Illustratively, with a corresponding distance l of the i-th network layer_iThe description is given for the sake of example. When determining the preset distance threshold Th for comparison, a specific value of the preset distance threshold may be determined according to actual conditions or experience, for example. Specifically, the distance l corresponding to the i-th network layer_iFor example, the cosine distance is used, and in order to ensure that data output by an i-layer network layer in the neural network to be deployed is substantially consistent with a standard network, a preset distance threshold Th may be set to be 0.99. Here, the distance may represent similarity of network layers, for example, and if data corresponding to the distance is large, the two network layers may be considered to be more similar. If the distance l is_iIf the value is less than 0.99, the i-th network layer can be considered as an alternative network layer which may need to be adjusted; if the distance l is_iIf the number of the i-th layer is greater than or equal to 0.99, the i-th layer can be considered as a network layer which does not need to be adjusted, i.e. as a network layer without errors in configuration.

For other network layers in the neural network to be deployed, it can be determined whether other network layers are alternative network layers according to a similar manner as for whether the i-th network layer can be used as an alternative network layer in the above example. In a possible case, because there is a problem in the configuration of a network layer of the neural network to be deployed, the difference between the first result data output by the layer and the corresponding second result data is large (that is, the distance corresponding to the layer network layer is large), which may cause that a network with correct subsequent configuration cannot obtain result data with a small difference from the second result data when the first result data is continuously processed, and therefore, in order to more clearly locate a network layer with a configuration error, a target network layer may be determined from the alternative network layers based on the positions of the alternative network layers in the neural network to be deployed.

Specifically, when the target network layer is determined from the candidate network layers, for example, a first network layer in the candidate network layers may be directly used as the target network layer. For example, when the alternative network layers include i-th to n-th layers, the i-th network layer may be a target network layer, for example.

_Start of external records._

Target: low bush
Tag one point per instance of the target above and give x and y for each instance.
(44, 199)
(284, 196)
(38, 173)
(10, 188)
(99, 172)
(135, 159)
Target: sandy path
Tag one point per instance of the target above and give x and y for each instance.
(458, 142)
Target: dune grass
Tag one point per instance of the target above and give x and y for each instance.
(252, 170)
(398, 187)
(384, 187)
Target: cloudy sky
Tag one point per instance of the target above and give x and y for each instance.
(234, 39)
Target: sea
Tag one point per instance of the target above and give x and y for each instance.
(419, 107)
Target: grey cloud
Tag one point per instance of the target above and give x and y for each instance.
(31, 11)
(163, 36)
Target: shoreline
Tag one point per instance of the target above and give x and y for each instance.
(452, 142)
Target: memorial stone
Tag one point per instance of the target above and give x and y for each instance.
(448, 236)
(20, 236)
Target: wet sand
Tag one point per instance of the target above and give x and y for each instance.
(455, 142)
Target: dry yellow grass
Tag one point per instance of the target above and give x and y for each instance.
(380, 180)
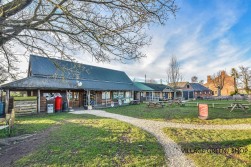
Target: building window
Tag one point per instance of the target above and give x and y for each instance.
(105, 95)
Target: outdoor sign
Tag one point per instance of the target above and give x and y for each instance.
(203, 111)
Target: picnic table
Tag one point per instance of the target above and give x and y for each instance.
(134, 102)
(238, 106)
(8, 121)
(176, 101)
(155, 104)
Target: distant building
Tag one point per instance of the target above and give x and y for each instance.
(183, 90)
(228, 87)
(152, 91)
(201, 91)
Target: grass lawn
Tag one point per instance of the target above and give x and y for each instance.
(221, 148)
(85, 140)
(184, 114)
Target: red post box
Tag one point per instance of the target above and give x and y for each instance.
(58, 104)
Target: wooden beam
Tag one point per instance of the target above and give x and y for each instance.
(38, 101)
(7, 98)
(88, 97)
(67, 99)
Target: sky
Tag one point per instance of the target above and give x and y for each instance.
(206, 36)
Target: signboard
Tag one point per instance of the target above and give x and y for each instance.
(203, 111)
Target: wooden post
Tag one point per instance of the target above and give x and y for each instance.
(152, 95)
(7, 98)
(89, 97)
(105, 98)
(67, 99)
(38, 101)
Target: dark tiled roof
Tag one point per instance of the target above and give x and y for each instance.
(56, 83)
(142, 87)
(199, 87)
(42, 66)
(156, 87)
(48, 73)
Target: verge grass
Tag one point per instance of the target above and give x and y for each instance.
(221, 148)
(85, 140)
(184, 114)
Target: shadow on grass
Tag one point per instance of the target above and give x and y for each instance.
(110, 143)
(181, 113)
(30, 124)
(217, 145)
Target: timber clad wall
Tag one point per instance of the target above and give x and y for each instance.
(228, 85)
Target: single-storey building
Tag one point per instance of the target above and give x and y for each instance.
(151, 91)
(184, 90)
(78, 84)
(201, 91)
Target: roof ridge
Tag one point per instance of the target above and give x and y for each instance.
(32, 55)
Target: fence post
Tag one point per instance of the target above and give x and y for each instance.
(38, 101)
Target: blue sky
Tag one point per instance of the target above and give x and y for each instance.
(206, 36)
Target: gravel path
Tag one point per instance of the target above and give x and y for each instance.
(173, 152)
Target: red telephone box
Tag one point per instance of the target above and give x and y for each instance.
(58, 104)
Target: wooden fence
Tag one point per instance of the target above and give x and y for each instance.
(25, 107)
(212, 105)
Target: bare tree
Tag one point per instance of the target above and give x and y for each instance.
(201, 82)
(3, 75)
(235, 75)
(107, 30)
(152, 81)
(245, 78)
(219, 80)
(194, 79)
(173, 74)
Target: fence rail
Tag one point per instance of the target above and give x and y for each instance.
(212, 105)
(25, 107)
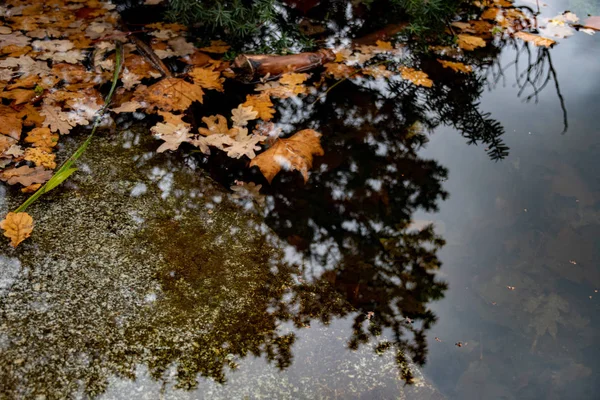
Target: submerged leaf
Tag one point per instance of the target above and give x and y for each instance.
(295, 153)
(17, 227)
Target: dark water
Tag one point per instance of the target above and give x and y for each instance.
(470, 271)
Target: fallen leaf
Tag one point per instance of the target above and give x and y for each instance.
(241, 115)
(262, 105)
(40, 157)
(56, 119)
(592, 23)
(25, 175)
(173, 135)
(216, 46)
(171, 94)
(207, 78)
(419, 78)
(295, 153)
(535, 39)
(17, 227)
(217, 124)
(456, 66)
(469, 42)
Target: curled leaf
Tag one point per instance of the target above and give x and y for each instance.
(17, 227)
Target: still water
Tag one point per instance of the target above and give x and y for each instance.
(411, 265)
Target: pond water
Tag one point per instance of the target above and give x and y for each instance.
(411, 265)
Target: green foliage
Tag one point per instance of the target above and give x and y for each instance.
(237, 17)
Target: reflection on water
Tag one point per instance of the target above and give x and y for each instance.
(182, 290)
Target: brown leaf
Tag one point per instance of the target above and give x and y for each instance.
(17, 227)
(295, 153)
(11, 122)
(592, 23)
(419, 78)
(171, 94)
(207, 78)
(469, 42)
(261, 104)
(535, 39)
(25, 175)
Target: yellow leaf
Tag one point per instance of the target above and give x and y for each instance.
(17, 227)
(535, 39)
(171, 94)
(456, 66)
(241, 115)
(40, 157)
(207, 78)
(217, 124)
(216, 46)
(293, 79)
(261, 104)
(469, 42)
(419, 78)
(295, 153)
(338, 71)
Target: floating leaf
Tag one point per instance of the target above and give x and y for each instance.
(295, 153)
(535, 39)
(17, 227)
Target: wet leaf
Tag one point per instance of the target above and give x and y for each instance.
(241, 115)
(207, 78)
(535, 39)
(17, 227)
(456, 66)
(262, 105)
(25, 175)
(469, 42)
(419, 78)
(295, 153)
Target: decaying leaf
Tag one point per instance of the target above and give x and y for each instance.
(456, 66)
(56, 119)
(173, 135)
(295, 153)
(17, 227)
(207, 78)
(262, 105)
(25, 175)
(241, 115)
(419, 78)
(469, 42)
(171, 94)
(535, 39)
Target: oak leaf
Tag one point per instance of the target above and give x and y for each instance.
(40, 157)
(217, 125)
(419, 78)
(295, 153)
(42, 138)
(241, 115)
(262, 105)
(56, 119)
(207, 78)
(535, 39)
(216, 46)
(173, 135)
(11, 122)
(172, 94)
(456, 66)
(25, 175)
(469, 42)
(17, 227)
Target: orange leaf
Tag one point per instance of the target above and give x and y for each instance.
(295, 153)
(17, 227)
(261, 104)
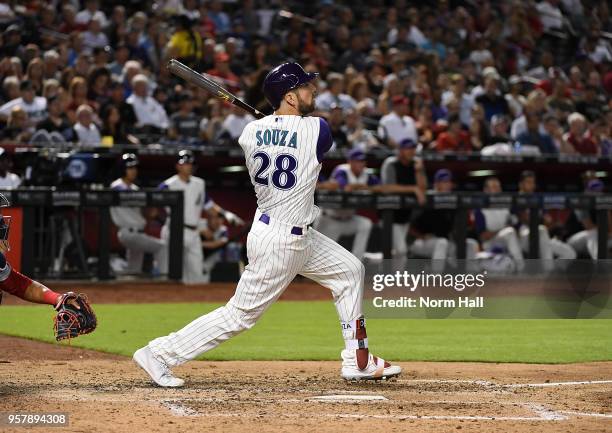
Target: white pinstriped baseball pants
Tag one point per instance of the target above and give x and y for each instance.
(275, 258)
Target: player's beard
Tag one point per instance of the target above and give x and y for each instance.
(303, 108)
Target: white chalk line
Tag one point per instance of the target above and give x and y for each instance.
(595, 415)
(549, 384)
(488, 384)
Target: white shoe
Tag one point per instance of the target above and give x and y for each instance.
(377, 368)
(159, 372)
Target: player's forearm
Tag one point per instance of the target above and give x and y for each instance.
(214, 244)
(40, 294)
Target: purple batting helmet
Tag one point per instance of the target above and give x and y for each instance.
(284, 78)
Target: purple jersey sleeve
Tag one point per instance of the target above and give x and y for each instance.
(325, 139)
(340, 176)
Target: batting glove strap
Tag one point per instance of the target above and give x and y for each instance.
(355, 344)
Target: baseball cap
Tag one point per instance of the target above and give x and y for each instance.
(400, 100)
(407, 143)
(356, 155)
(185, 157)
(490, 71)
(442, 175)
(129, 160)
(25, 85)
(222, 57)
(595, 185)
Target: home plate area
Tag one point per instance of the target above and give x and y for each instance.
(111, 395)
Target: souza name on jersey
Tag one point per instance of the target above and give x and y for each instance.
(276, 137)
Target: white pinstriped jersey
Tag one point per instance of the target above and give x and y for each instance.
(281, 153)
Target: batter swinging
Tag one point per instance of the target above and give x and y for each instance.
(283, 154)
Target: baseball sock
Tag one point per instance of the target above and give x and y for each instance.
(356, 338)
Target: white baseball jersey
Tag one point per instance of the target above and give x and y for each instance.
(283, 155)
(124, 216)
(194, 196)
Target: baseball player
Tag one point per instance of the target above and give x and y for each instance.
(494, 229)
(403, 173)
(75, 316)
(195, 200)
(549, 247)
(283, 154)
(333, 223)
(433, 228)
(214, 237)
(131, 222)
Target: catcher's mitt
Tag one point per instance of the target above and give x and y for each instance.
(74, 316)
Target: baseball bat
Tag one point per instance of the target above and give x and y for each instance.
(191, 76)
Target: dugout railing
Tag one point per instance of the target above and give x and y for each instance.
(464, 202)
(65, 203)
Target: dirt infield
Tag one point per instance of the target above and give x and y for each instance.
(107, 393)
(129, 292)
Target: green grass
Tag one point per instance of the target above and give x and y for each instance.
(310, 331)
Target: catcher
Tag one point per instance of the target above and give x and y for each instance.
(74, 314)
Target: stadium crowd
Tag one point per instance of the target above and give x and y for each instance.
(518, 76)
(463, 76)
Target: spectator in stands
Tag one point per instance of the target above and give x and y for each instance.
(334, 95)
(55, 129)
(578, 136)
(215, 236)
(397, 125)
(10, 88)
(150, 115)
(591, 105)
(18, 129)
(235, 122)
(600, 134)
(493, 227)
(336, 127)
(34, 74)
(86, 132)
(352, 176)
(122, 54)
(356, 133)
(500, 130)
(536, 104)
(93, 37)
(549, 248)
(533, 138)
(552, 127)
(184, 124)
(478, 128)
(492, 101)
(91, 11)
(433, 228)
(78, 96)
(458, 93)
(8, 180)
(222, 71)
(403, 173)
(114, 128)
(455, 138)
(185, 44)
(34, 106)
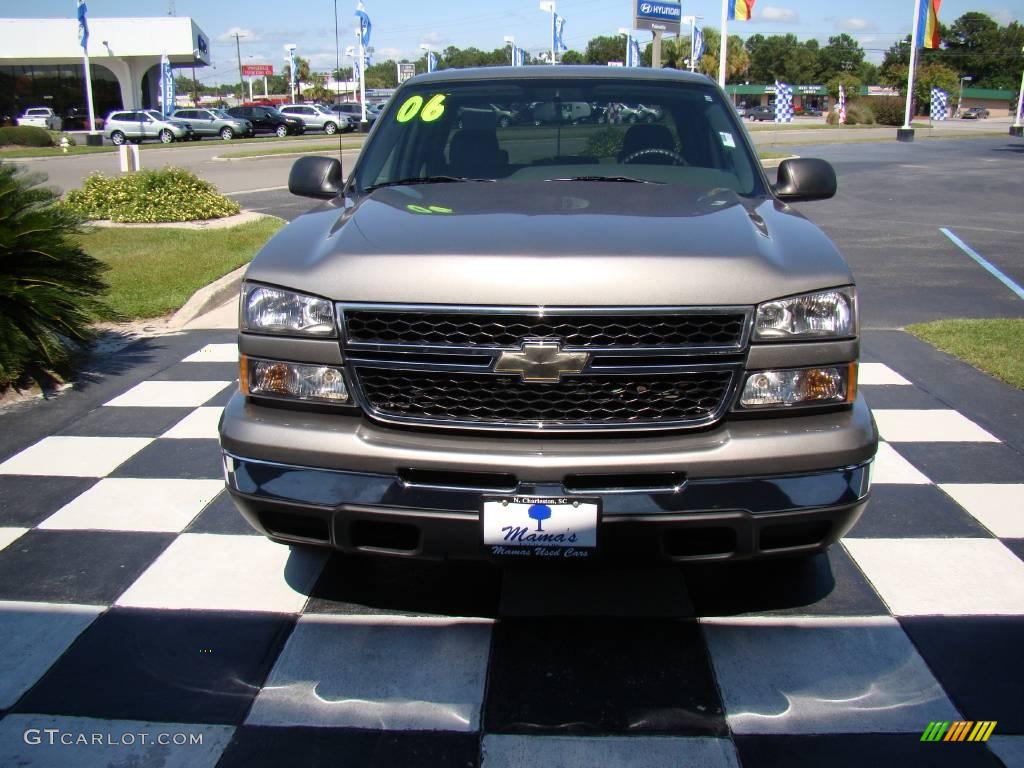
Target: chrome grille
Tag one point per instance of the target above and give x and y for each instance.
(506, 330)
(594, 399)
(646, 369)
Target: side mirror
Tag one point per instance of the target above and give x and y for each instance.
(315, 177)
(803, 179)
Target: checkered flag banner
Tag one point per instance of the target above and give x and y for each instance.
(783, 102)
(940, 103)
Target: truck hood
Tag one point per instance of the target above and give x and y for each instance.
(552, 244)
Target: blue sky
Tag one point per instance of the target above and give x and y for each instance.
(400, 26)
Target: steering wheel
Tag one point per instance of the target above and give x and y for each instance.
(675, 157)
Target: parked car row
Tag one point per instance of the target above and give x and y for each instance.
(237, 122)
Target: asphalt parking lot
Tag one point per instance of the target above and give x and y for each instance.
(170, 616)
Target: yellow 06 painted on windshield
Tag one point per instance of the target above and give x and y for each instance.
(428, 112)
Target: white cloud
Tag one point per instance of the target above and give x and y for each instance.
(854, 24)
(776, 13)
(248, 35)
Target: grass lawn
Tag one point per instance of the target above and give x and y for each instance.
(155, 270)
(995, 346)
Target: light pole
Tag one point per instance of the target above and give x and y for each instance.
(960, 98)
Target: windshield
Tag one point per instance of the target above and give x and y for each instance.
(573, 128)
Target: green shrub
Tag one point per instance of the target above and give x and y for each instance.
(25, 135)
(858, 113)
(888, 110)
(150, 197)
(48, 285)
(606, 142)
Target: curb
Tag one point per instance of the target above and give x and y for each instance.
(207, 298)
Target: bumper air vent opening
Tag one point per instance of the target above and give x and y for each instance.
(688, 542)
(795, 535)
(392, 537)
(296, 525)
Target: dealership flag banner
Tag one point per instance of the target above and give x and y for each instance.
(928, 25)
(783, 102)
(940, 104)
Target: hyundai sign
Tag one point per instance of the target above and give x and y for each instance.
(657, 16)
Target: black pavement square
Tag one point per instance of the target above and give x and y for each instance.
(924, 511)
(860, 750)
(328, 748)
(900, 396)
(826, 584)
(180, 667)
(965, 462)
(171, 459)
(221, 516)
(199, 372)
(92, 567)
(27, 501)
(599, 676)
(369, 586)
(127, 422)
(977, 659)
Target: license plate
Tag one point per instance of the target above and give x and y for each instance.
(551, 527)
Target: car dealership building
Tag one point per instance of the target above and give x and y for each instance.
(41, 61)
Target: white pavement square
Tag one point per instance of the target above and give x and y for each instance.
(130, 504)
(74, 457)
(826, 675)
(169, 394)
(929, 426)
(200, 423)
(879, 374)
(890, 467)
(607, 752)
(942, 577)
(10, 535)
(32, 637)
(379, 673)
(226, 572)
(999, 507)
(215, 353)
(66, 741)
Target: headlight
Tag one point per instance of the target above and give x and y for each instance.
(821, 385)
(293, 381)
(825, 314)
(272, 310)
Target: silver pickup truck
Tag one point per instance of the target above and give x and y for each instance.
(552, 342)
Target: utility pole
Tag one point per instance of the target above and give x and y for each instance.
(242, 80)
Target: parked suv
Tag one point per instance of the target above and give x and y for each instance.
(215, 123)
(143, 124)
(318, 118)
(268, 120)
(519, 346)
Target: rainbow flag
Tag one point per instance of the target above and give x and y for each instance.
(741, 10)
(928, 25)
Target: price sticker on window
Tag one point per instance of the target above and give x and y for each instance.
(428, 111)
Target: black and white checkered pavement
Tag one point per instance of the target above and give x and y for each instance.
(136, 604)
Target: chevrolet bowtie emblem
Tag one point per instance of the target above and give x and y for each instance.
(542, 361)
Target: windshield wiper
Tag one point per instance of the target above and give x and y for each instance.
(607, 178)
(424, 180)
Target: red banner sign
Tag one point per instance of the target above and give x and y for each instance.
(255, 71)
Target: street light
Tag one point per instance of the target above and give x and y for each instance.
(960, 98)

In another embodiment of the present disclosure, after determining the target network layer, the target network layer may be adjusted, for example, to obtain the target neural network.

In a specific implementation, when determining the target neural network, for example, the following manner may be adopted: randomly generating first test data input to the target network layer; processing second verification data by using the neural network to be deployed under the hardware environment of the neural network to be deployed to obtain fourth result data corresponding to a previous network layer of the target network layer; taking the fourth result data as second test data, and testing the target network layer by using the first test data and the second test data to obtain a test result; and adjusting the target network layer based on the test result to obtain the target neural network.

For example, after the test result is determined, for example, an operator that may be abnormal in the target network layer may be reversely deduced according to the test result, and the operator that may be abnormal is adjusted, so as to achieve the purpose of adjusting the target network layer. After one adjustment, for example, the above manner may be repeated to determine new first test data, so as to determine whether the target network layer is adjusted by the correct operator according to the new test result.

In determining the first test data input to the target network layer, the first test data may be determined based on input data of the target network layer when data is actually processed, for example. For example, when the target network layer is a first network layer in the neural network to be deployed, the first test data input to the target layer may be obtained in a manner similar to the determination of the first verification data in S102. When the target network layer is another layer network layer in the neural network to be deployed, the first test data input to the target network layer may randomly generate another data similar in type and structure as the first test data according to the first result data corresponding to the previous network layer of the target network layer of the layer, for example.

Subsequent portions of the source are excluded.